Pick a word.  No, no, not that one.  Don’t pick just any word.  Stick with the nouns.  Then build a picture around that word.  Now build several pictures around the word.  See how many you can come up with.

Now let’s try some of the words that have been most popular over the past 50 years.  War.  Peace.  Born-again.  Saved.  Hope.  Change.  Green.  Oil.  Profit.  Insurance.  Not only do pictures come to mind, so does a whole range of emotions.  Single words carry more power than whole pictures.

Now let’s do something more interesting.  Let’s add a second term to the noun.  Oil is a good one to work with.  Oil barron.  Oil change.  Oil well.  Heating oil.  Now we have some specific meaning attached to each exression.  And while each one can still convey a set of images, and some may overlap, each is still the property of the new word pair.

A word paints a thousand pictures.  A collection of words paints a set of ideas.  But unfortunately the current under-30 generation is not one which reads.  Too much X-Box, internet porn, and television porn.  Is it any wonder, after having been taught a few catch phrases in 12 or so years of school, that they have all the answers and that history is now meaningless? 

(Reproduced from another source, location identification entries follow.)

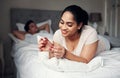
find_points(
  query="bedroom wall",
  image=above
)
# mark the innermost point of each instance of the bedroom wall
(5, 5)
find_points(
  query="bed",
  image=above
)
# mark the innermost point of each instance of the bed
(31, 63)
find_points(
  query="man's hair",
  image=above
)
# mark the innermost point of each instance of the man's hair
(26, 27)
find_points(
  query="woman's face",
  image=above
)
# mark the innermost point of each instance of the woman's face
(68, 25)
(33, 28)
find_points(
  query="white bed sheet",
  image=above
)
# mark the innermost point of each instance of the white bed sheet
(31, 63)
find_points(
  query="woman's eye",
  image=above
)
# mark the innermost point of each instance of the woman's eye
(61, 22)
(69, 24)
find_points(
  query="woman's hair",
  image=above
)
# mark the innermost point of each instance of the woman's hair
(79, 14)
(26, 27)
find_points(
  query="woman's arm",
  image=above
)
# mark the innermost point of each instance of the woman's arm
(19, 34)
(45, 27)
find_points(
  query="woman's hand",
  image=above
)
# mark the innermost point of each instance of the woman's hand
(45, 44)
(58, 51)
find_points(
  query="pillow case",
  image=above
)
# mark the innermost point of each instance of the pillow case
(115, 42)
(103, 44)
(20, 26)
(16, 40)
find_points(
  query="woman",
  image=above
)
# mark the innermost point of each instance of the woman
(75, 40)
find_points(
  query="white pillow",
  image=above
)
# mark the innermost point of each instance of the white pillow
(16, 40)
(103, 44)
(20, 26)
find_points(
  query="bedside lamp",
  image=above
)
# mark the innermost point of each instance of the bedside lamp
(95, 18)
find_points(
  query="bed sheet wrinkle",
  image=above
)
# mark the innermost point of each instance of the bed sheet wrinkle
(31, 63)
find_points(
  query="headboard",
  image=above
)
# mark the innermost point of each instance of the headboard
(23, 15)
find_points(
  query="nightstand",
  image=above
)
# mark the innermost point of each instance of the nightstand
(2, 57)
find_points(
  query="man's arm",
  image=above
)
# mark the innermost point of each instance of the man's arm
(19, 34)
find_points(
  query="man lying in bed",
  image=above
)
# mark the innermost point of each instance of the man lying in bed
(31, 28)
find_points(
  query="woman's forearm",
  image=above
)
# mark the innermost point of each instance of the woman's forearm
(70, 56)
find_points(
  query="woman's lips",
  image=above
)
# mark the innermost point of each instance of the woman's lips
(64, 32)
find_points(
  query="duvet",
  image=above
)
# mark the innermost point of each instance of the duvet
(32, 63)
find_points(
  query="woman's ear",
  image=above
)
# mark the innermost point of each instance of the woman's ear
(80, 25)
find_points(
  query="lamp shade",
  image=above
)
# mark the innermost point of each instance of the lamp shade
(95, 17)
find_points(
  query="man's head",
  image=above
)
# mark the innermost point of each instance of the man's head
(31, 27)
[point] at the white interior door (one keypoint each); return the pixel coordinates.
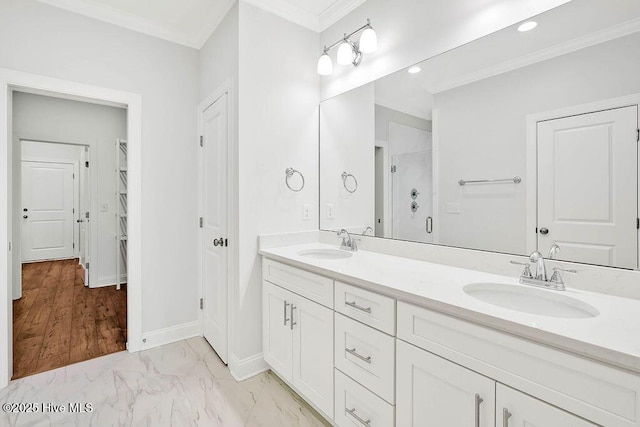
(588, 187)
(214, 225)
(48, 218)
(412, 171)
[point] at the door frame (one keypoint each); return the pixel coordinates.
(532, 153)
(228, 88)
(11, 80)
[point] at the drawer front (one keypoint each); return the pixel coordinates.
(368, 307)
(366, 355)
(594, 391)
(312, 286)
(356, 406)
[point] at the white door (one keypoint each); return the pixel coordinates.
(588, 187)
(277, 332)
(431, 391)
(412, 187)
(47, 215)
(516, 409)
(313, 352)
(214, 225)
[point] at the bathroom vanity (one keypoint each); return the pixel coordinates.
(370, 339)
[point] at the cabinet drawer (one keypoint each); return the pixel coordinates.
(312, 286)
(357, 407)
(368, 307)
(366, 355)
(594, 391)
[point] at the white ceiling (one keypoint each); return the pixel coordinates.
(191, 22)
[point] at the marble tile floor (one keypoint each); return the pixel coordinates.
(179, 384)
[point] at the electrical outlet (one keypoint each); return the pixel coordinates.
(453, 208)
(329, 211)
(306, 212)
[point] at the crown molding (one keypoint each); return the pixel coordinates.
(337, 11)
(602, 36)
(289, 11)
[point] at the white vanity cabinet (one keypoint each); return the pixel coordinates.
(298, 343)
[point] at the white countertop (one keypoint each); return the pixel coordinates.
(612, 337)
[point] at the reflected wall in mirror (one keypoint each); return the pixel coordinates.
(511, 143)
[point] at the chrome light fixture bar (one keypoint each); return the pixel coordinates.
(349, 51)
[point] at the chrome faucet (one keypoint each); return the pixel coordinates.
(348, 242)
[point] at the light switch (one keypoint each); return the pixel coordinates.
(453, 208)
(306, 212)
(329, 211)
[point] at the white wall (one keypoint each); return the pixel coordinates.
(410, 31)
(347, 132)
(44, 40)
(494, 217)
(42, 118)
(278, 117)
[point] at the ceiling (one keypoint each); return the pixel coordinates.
(191, 22)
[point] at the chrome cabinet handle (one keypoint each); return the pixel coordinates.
(353, 352)
(293, 307)
(505, 417)
(478, 402)
(358, 307)
(286, 304)
(352, 412)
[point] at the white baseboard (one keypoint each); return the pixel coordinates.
(169, 335)
(242, 369)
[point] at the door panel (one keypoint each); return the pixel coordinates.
(214, 214)
(48, 222)
(587, 187)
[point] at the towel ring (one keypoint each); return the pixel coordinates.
(290, 172)
(345, 176)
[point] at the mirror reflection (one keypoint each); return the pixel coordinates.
(512, 143)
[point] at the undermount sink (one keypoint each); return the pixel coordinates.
(325, 253)
(531, 300)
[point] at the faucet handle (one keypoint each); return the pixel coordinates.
(526, 273)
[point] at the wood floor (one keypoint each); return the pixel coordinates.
(59, 321)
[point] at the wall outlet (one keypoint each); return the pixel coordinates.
(329, 211)
(306, 212)
(453, 208)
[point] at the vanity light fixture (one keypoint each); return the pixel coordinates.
(527, 26)
(349, 52)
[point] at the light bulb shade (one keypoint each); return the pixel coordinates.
(368, 41)
(325, 65)
(345, 53)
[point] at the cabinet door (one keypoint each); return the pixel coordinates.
(431, 391)
(276, 329)
(313, 352)
(516, 409)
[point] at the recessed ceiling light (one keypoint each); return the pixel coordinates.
(527, 26)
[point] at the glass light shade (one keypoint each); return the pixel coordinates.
(368, 41)
(345, 53)
(325, 65)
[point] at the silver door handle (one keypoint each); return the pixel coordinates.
(293, 307)
(358, 307)
(478, 402)
(353, 352)
(505, 417)
(362, 421)
(286, 304)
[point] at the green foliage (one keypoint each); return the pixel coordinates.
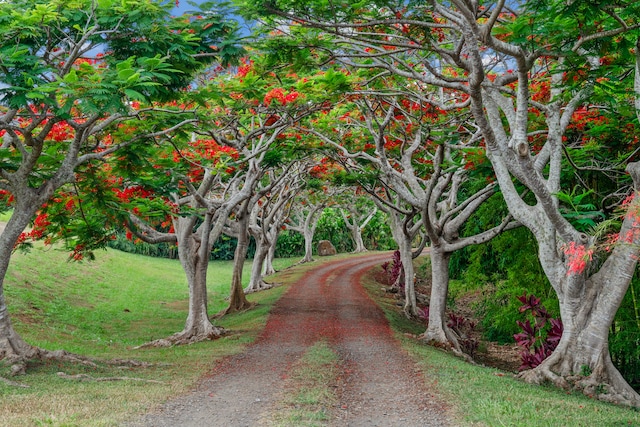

The best thing we can do for our children is to encourage them to read.  And better yet, teach them to write.

1 Comment

    Anthony Mator
    October 29th, 2009 | 9:30 pm | #1

    In college, I did a research project where I interviewed test subjects to uncover the connotations they associated with particular words. It was interesting how they weren’t entirely conscious of these connotations, even when the connotations were so strong as to dramatically alter the actual definition of the word.